Как будто в подтверждение его мыслям, перед Эйдолоном оказались двое из его братьев, о чем-то увлеченно перешептывающихся. Лорд-командующий Архориан был будто весь соткан из бритвенно-острых граней и отточенного высокомерия. Шлем он зажал подмышкой, так что его шипы впивались сбоку в доспех. Лицо воина покрывали россыпи рубцов и порезов, красноречиво говорившие, что внутри броня была такой же, как и снаружи. Архориан сердито глянул на Эйдолона и вновь повернулся к своему собеседнику. Лорд-командующий Кирий оглянулся, показав бледное, практически бескровное лицо с острыми чертами, до боли похожее на лик примарха.

— А мы гадали, сумеешь ли ты сюда добраться, — сказал Архориан.

— И ты нас не разочаровал, как и всегда, — вставил Кирий. Обнажив длинный золотой меч, он все вертел его в руках, будто раздумывая, каким из множества способов оборвать вторую жизнь Эйдолона. — Я так и сказал Архориану, что рано или поздно ты объявишься. Никто из свидетелей великого ритуала нашего отца не собьется с пути.

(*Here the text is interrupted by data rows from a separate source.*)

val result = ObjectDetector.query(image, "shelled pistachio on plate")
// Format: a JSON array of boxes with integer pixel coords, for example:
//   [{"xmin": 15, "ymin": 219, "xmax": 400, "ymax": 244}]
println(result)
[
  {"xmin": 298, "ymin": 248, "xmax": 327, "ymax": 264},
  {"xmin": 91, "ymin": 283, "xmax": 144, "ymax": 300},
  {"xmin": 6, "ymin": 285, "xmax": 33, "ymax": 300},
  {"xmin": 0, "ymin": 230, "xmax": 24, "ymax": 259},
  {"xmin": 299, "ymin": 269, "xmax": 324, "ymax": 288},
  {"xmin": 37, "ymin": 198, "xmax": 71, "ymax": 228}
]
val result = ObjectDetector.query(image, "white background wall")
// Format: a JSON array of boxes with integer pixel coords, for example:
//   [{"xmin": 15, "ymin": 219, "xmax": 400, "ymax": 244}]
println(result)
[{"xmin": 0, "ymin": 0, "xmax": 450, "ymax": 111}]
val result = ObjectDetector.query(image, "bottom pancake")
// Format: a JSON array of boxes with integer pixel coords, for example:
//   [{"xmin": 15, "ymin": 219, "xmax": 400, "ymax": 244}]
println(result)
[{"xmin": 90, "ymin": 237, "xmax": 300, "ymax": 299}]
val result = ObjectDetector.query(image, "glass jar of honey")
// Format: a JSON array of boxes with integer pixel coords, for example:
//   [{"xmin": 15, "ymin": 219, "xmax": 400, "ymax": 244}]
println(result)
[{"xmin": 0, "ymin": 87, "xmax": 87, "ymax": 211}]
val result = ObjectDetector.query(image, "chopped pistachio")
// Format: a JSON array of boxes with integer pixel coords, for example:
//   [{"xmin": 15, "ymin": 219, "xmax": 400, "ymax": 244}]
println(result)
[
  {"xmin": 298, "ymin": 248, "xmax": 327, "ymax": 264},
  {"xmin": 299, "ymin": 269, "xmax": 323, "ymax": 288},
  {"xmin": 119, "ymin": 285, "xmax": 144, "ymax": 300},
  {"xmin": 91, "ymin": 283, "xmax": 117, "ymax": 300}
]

— А я тебе сказал, — возразил тот, — что гордыня способна ввести в соблазн даже лучших из нас.

В ответ Эйдолон рассмеялся. Архориан ему никогда не нравился. Недалекое существо, метившее куда выше своих способностей. Эйдолон тоже ставил перед собой довольно амбициозные цели, но его случай отличался. Он мог их достичь.

Лорд-командующий склонился в поклоне, его суставы протестующе заскрипели. Боль заполнила все его существо, выдавив из горла приглушенный хрип. Воины с недоумением глядели, как он неуверенно разгибается.

— Ты льстишь мне, брат, — ответил Эйдолон, впившись в Кирия взглядом. — Истинное благословение иметь столь прозорливых соратников. Ты одарен дальновидностью самого Фулгрима, уверяю тебя.

Лицо Кирия растянулось в ухмылке, больше напоминавшей злобную гримасу, а Архориан даже не снизошел до реакции на столь явное оскорбление.

— Так зачем ты явился, Эйдолон? — рыкнул он в ответ. — Ты угодил примарху в немилость, либо же милость его настолько зависит от настроения, что между ними нет никакой разницы. Ты ведешь себя так, будто все тебе должны подчиняться, и оскорбляешь наше собрание своим… видом.

— Таким меня сделали примарх и Фабий, — кивнул Эйдолон с деланым простодушием. — Разве не ради подобных наслаждений мы и живем? — Вдруг он пошатнулся вперед, мышцы свело судорогой. До чего жалким, должно быть, выглядел Эйдолон со стороны, гордо выставляя свое состояние как дар. — Наш ушедший отец своим примером показал, что апофеоз — далеко не безболезненный процесс. Всякое приобретение требует жертвы. Цена возвышению — боль, а уж в этом мы преуспели весьма, не так ли?

Кирий усмехнулся и, вложив меч в ножны, похлопал по рукояти. Архориан покачал головой и отвернулся. Эйдолон снова расплылся в улыбке.

«Пусть презирают. Пусть сомневаются. Пусть все до единого считают меня слабаком и калекой».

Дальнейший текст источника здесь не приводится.